The GST Council has announced the much-awaited GST rate rationalization, which has largely happened on expected lines as below:

  1. the majority of the auto pack would shift from a 28% GST + cess structure to an 18% flat structure;

  2. all SUVs above 4mtr (and other specifications) move to a 40% rate without cess from the earlier avg of 43-50% rate;

  3. two-wheelers above 350cc move to a 40% rate from earlier 31%.

The revised rates would be effective from Sep 22, 2025. While most of these measures have been on expected lines, the clarity on cessation of compensation cess and GST rate reduction for tractor parts will be an incremental key positive.

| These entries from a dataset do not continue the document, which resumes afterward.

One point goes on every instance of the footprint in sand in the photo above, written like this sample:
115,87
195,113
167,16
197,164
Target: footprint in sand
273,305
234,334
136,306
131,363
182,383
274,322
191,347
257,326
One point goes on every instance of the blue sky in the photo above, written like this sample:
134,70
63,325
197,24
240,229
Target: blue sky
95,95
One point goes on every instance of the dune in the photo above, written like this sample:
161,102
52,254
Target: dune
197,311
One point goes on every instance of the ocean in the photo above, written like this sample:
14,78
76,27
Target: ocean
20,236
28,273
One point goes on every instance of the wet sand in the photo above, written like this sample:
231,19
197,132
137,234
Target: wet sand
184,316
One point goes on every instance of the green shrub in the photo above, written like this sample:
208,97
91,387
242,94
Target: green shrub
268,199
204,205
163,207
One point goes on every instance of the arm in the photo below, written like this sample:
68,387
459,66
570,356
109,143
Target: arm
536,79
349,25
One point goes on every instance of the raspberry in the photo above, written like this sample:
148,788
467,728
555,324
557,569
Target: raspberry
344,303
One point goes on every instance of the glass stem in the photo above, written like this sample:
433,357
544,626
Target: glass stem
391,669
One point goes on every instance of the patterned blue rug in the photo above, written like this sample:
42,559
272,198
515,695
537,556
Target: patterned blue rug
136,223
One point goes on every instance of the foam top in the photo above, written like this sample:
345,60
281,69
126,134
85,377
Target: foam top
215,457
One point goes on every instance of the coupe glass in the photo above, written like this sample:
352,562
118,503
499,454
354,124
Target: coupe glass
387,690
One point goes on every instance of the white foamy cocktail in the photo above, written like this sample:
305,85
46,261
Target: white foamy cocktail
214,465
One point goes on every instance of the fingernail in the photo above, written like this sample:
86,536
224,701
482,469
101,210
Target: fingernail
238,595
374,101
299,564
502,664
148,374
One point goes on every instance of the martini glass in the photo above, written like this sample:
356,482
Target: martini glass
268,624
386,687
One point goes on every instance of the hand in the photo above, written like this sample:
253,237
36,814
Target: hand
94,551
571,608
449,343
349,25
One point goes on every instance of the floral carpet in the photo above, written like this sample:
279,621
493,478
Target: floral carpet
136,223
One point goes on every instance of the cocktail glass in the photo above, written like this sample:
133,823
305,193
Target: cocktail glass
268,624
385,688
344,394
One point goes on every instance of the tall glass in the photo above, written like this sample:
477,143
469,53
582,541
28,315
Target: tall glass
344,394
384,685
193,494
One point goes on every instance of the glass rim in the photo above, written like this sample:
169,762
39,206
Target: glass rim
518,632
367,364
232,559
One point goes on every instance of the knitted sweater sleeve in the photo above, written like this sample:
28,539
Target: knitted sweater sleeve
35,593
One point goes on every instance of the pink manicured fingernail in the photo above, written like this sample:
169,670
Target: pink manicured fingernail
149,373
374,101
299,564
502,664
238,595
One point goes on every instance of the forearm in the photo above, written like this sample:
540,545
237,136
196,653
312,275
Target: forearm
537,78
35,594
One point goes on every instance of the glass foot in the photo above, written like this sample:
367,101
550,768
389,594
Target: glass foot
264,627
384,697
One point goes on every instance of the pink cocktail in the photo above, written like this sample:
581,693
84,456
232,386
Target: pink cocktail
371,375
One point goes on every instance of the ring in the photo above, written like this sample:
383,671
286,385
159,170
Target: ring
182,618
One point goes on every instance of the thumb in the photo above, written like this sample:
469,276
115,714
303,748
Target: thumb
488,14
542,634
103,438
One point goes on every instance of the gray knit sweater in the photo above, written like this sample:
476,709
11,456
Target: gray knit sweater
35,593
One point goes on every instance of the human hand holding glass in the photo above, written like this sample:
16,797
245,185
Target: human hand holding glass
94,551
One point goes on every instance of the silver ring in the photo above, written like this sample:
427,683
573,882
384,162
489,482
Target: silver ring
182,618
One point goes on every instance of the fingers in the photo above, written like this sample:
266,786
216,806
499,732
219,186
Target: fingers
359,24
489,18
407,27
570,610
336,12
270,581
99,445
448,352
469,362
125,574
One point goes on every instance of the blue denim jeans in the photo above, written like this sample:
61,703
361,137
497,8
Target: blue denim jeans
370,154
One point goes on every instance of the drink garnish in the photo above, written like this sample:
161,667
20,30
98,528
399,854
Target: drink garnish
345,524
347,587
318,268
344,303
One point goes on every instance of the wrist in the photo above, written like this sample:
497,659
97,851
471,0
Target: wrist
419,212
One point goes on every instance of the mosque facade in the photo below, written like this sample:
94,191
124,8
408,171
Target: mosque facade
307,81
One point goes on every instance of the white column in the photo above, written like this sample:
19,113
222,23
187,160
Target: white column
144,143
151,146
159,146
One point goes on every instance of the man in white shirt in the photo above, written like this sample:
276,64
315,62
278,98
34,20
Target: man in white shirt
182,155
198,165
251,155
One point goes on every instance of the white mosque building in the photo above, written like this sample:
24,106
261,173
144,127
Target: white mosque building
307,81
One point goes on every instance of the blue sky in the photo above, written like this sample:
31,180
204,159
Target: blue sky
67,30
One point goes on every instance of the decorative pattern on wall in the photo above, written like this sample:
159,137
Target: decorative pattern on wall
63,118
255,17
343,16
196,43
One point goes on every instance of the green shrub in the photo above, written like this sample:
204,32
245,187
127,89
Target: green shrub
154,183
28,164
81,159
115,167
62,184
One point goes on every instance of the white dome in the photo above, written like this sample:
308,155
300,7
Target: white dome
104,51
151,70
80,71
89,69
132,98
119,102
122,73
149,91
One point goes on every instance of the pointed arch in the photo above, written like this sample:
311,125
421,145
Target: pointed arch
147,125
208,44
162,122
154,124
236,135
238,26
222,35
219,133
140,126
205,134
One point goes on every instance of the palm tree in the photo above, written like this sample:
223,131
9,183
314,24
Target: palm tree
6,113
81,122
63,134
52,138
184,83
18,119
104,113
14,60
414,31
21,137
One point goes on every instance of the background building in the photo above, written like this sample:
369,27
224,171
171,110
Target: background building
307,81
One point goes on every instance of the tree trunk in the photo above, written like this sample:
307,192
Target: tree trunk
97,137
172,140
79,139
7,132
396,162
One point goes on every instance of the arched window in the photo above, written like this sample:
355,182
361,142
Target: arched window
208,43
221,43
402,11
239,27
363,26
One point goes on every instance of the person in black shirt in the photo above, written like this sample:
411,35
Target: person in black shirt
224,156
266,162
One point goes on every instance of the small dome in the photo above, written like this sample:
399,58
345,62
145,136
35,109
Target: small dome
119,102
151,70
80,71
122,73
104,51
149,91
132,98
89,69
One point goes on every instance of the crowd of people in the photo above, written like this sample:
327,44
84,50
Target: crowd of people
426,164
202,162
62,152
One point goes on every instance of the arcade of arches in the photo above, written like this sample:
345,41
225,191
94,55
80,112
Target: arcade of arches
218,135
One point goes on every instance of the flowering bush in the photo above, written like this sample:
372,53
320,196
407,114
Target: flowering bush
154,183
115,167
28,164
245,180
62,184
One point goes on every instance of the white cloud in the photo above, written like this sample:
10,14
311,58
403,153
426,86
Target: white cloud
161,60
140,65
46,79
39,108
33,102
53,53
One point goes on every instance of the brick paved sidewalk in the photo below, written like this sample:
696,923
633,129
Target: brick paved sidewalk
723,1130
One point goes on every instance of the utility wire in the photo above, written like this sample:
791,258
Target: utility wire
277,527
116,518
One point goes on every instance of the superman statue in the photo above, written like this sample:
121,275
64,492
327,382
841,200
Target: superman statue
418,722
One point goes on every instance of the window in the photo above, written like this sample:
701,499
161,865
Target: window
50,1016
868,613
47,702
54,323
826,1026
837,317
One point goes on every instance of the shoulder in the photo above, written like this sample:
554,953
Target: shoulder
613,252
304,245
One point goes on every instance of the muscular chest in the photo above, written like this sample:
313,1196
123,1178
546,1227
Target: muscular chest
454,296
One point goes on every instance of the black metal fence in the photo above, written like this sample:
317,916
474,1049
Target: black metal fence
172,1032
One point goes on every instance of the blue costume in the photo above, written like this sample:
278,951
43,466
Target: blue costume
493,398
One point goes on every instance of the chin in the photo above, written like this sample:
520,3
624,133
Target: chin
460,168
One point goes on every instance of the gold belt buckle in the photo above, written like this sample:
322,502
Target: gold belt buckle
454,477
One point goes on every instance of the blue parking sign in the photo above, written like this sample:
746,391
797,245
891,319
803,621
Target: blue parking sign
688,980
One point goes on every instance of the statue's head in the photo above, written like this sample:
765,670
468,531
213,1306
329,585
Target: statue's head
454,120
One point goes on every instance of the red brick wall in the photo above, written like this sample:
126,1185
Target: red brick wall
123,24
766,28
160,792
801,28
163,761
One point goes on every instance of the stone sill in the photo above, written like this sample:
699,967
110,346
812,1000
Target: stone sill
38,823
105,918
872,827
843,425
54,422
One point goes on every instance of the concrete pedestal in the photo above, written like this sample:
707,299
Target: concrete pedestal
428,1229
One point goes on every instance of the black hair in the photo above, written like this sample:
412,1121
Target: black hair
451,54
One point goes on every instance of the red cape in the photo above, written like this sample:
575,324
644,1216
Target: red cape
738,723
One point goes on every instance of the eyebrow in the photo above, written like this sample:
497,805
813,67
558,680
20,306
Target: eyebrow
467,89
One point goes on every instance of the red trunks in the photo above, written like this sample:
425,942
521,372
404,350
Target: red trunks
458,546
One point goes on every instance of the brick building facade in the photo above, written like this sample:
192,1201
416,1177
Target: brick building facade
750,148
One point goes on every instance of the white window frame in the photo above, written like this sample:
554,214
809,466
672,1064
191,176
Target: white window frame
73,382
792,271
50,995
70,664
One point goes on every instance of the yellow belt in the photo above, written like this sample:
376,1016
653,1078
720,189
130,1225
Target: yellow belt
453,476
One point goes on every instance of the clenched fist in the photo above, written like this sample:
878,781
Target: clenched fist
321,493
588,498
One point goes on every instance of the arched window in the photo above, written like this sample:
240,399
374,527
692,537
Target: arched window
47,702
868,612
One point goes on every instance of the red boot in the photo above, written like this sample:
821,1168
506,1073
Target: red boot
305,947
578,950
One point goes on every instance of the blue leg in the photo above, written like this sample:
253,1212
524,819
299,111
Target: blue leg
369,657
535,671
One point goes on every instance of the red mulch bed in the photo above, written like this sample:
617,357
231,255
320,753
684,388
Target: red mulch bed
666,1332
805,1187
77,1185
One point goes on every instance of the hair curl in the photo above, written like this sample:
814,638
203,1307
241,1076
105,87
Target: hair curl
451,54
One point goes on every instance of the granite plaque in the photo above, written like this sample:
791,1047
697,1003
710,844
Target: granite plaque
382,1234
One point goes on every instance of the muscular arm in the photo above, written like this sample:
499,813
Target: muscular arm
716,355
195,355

Also, the fact that the government has implemented this before the festive season is a key positive.

This is in addition to several tailwinds for the sector such as:

  1. positive progress of monsoon driving up rural sentiment,

  2. income tax benefits,

  3. 8th pay commission, and

  4. interest rate cuts.

Thus, we believe the GST rate rationalization should drive a demand revival in the festival season and lead to potential re-rating within the sector.

In our assessment, the biggest beneficiaries are Hero MotoCorp, Maruti Suzuki India and Hyundai Motor India.

Note that while these stocks have moved in line with expectation, a key beneficiary is M&M (given cess clarification highlighted above). We would revisit our estimates on the sector soon.

Our top OEM picks in the sector remain Maruti Suzuki and M&M, and our top auto ancillary picks are Endurance, Samvardhana Motherson International and Happy Forgings.